Le froid ne l’effrayait pas et le réconfort apporté par la douceur de l’eau surpassait toute réserve de la part d’Owen. L’entaille dans son dos l’avait terrassé sur le coup, mais elle avait présentement cessé de suinter. Elle ne devait pas être profonde. Owen ne pouvait en revanche pas en dire autant de la longue estafilade qui scindait son visage.
Doucement, il humidifia la croute de sang séché afin de la ramollir, puis la décrocha avec délicatesse. Le sang ne se fit pas attendre, et un pus épais et blanchâtre se joignit au premier écoulement. Ce dernier suppurait principalement de son orbite, le reste de la blessure étant moins grave. Il fallait suturer, et vite.
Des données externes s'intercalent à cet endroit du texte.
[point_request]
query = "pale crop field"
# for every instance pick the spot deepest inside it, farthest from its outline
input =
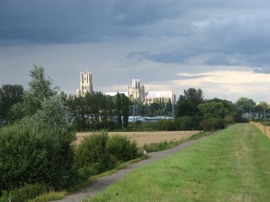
(143, 138)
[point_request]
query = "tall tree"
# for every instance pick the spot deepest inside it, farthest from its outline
(119, 110)
(125, 109)
(187, 105)
(9, 96)
(246, 104)
(40, 88)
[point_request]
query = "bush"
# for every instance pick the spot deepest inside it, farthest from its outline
(212, 124)
(92, 155)
(25, 193)
(166, 125)
(33, 154)
(122, 148)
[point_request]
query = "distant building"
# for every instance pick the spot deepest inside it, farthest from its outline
(86, 84)
(137, 91)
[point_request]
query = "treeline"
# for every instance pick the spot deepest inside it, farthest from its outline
(38, 128)
(98, 111)
(37, 151)
(194, 112)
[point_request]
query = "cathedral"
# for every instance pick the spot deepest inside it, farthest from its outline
(86, 84)
(135, 91)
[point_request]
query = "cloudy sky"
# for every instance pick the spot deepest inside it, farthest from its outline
(222, 47)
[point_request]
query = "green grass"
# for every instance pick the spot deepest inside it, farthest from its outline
(50, 196)
(231, 165)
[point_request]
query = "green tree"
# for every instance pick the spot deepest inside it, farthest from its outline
(40, 88)
(119, 110)
(9, 96)
(125, 109)
(187, 104)
(245, 104)
(38, 148)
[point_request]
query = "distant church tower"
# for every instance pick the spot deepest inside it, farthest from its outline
(86, 84)
(136, 90)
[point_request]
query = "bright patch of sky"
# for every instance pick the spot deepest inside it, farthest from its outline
(221, 47)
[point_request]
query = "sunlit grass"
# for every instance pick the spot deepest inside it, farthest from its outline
(232, 165)
(50, 196)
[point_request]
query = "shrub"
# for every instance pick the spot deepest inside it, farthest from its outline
(91, 154)
(166, 125)
(122, 148)
(31, 153)
(25, 193)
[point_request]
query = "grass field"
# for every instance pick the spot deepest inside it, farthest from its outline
(231, 165)
(147, 137)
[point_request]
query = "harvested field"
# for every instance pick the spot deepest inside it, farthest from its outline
(147, 137)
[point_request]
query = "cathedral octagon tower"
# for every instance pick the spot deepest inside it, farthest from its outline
(136, 90)
(86, 84)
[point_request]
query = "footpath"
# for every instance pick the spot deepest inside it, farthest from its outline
(101, 183)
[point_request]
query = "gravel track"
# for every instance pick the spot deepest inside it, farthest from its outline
(101, 183)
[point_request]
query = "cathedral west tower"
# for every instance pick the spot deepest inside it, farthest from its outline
(86, 84)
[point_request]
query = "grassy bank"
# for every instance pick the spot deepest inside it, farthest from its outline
(232, 165)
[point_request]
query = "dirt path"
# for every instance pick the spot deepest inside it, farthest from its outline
(101, 183)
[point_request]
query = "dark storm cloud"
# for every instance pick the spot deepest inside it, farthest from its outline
(206, 32)
(65, 21)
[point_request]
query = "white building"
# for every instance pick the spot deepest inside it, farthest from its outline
(86, 84)
(137, 91)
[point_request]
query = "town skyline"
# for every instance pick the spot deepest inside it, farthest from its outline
(220, 47)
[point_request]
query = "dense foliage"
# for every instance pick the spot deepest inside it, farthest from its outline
(9, 96)
(98, 152)
(193, 112)
(97, 111)
(122, 148)
(37, 148)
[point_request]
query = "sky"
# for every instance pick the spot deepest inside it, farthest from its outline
(221, 47)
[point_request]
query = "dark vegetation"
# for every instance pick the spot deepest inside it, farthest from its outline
(38, 128)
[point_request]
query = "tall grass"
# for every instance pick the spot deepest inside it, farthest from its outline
(232, 165)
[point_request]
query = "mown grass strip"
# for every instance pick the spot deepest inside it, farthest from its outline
(232, 165)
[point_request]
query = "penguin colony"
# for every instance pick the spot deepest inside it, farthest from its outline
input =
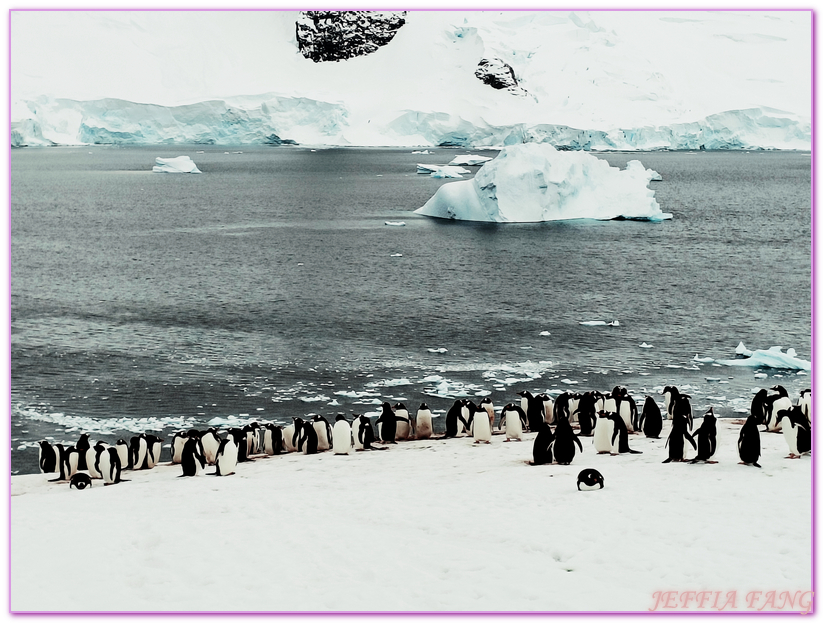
(609, 418)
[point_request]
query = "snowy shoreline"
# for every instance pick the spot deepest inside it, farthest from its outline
(434, 525)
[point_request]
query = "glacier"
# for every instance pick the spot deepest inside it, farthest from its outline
(532, 183)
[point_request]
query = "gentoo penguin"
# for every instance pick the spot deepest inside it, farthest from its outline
(192, 459)
(107, 464)
(487, 405)
(805, 403)
(604, 434)
(80, 481)
(177, 443)
(123, 451)
(542, 447)
(775, 404)
(564, 440)
(676, 442)
(82, 446)
(387, 424)
(323, 430)
(548, 407)
(341, 436)
(423, 424)
(404, 424)
(515, 419)
(454, 417)
(47, 458)
(533, 407)
(706, 438)
(590, 480)
(308, 440)
(651, 421)
(748, 444)
(210, 440)
(795, 432)
(226, 460)
(272, 439)
(479, 425)
(586, 413)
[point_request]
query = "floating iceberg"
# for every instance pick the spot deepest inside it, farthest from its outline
(181, 164)
(531, 183)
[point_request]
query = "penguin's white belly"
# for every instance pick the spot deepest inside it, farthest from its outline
(341, 437)
(603, 431)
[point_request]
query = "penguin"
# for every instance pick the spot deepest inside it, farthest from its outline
(107, 464)
(706, 438)
(795, 432)
(210, 440)
(586, 414)
(487, 405)
(479, 425)
(226, 460)
(775, 404)
(533, 408)
(47, 458)
(590, 480)
(564, 440)
(192, 459)
(651, 421)
(125, 455)
(748, 444)
(155, 447)
(676, 442)
(404, 423)
(82, 446)
(341, 436)
(322, 429)
(80, 481)
(387, 424)
(177, 443)
(604, 434)
(542, 446)
(273, 439)
(308, 440)
(454, 417)
(548, 408)
(423, 425)
(515, 420)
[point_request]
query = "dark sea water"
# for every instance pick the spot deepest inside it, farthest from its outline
(270, 287)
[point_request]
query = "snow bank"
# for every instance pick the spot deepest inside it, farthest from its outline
(180, 164)
(533, 183)
(421, 526)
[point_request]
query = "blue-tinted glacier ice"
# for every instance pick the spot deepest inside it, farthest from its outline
(532, 183)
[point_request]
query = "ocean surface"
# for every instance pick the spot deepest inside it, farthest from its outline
(270, 286)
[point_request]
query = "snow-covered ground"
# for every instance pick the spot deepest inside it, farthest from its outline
(436, 525)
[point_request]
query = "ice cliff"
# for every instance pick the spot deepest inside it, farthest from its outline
(534, 183)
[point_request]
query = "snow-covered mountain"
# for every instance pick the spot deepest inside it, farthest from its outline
(579, 80)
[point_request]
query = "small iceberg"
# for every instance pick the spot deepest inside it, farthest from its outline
(180, 164)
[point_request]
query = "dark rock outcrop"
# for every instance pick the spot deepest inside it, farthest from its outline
(338, 35)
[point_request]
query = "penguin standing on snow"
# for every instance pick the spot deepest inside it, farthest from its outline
(748, 444)
(542, 447)
(676, 442)
(564, 440)
(706, 438)
(515, 420)
(651, 421)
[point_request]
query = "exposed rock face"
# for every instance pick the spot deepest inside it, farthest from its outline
(338, 35)
(499, 75)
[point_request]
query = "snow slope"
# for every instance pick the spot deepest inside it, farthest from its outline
(594, 80)
(425, 525)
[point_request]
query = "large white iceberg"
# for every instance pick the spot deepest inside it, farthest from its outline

Sur le plateau, il avait repéré des reliquats flottants de magie. Owen n’était pas magicien, mais il savait que ces flammèches électriques feraient l’affaire. La remontée du vallon fut plus aisée que la descente. Soit la douleur s’était adoucie, soit ses muscles commençaient à s’accoutumer à leur peine.
Owen retourna dans le champ de cadavres, puisque c’était en ce lieu que les résidus magiques voletaient. Les magiciens du royaume avaient le pouvoir d’ouvrir des portails sur un autre monde, depuis lequel ils mandaient des forces éthérées. Chacune d'elle portait le nom de magie, sort ou sortilège. En fait, le nom importait peu.
De toute façon, la magie s’était comme évaporée durant la bataille. Pourquoi ? Owen n’en avait pas la moindre idée. Ce dont il était sûr, en revanche, c’était que ce phénomène leur avait couté la victoire.
Owen s’approcha de l’un des portails encore ouverts pour quelque raison inconnue et inséra son couteau dedans. La magie chauffa sa lame jusqu’à la rougir. Le chevalier admira, non sans anxiété, la dague ardente. Le temps lui était compté, il ne pouvait se permettre de jouer avec les minutes.
Pour Marie. Pour Espérance.
Le métal brûlant se posa sur la chair endolorie.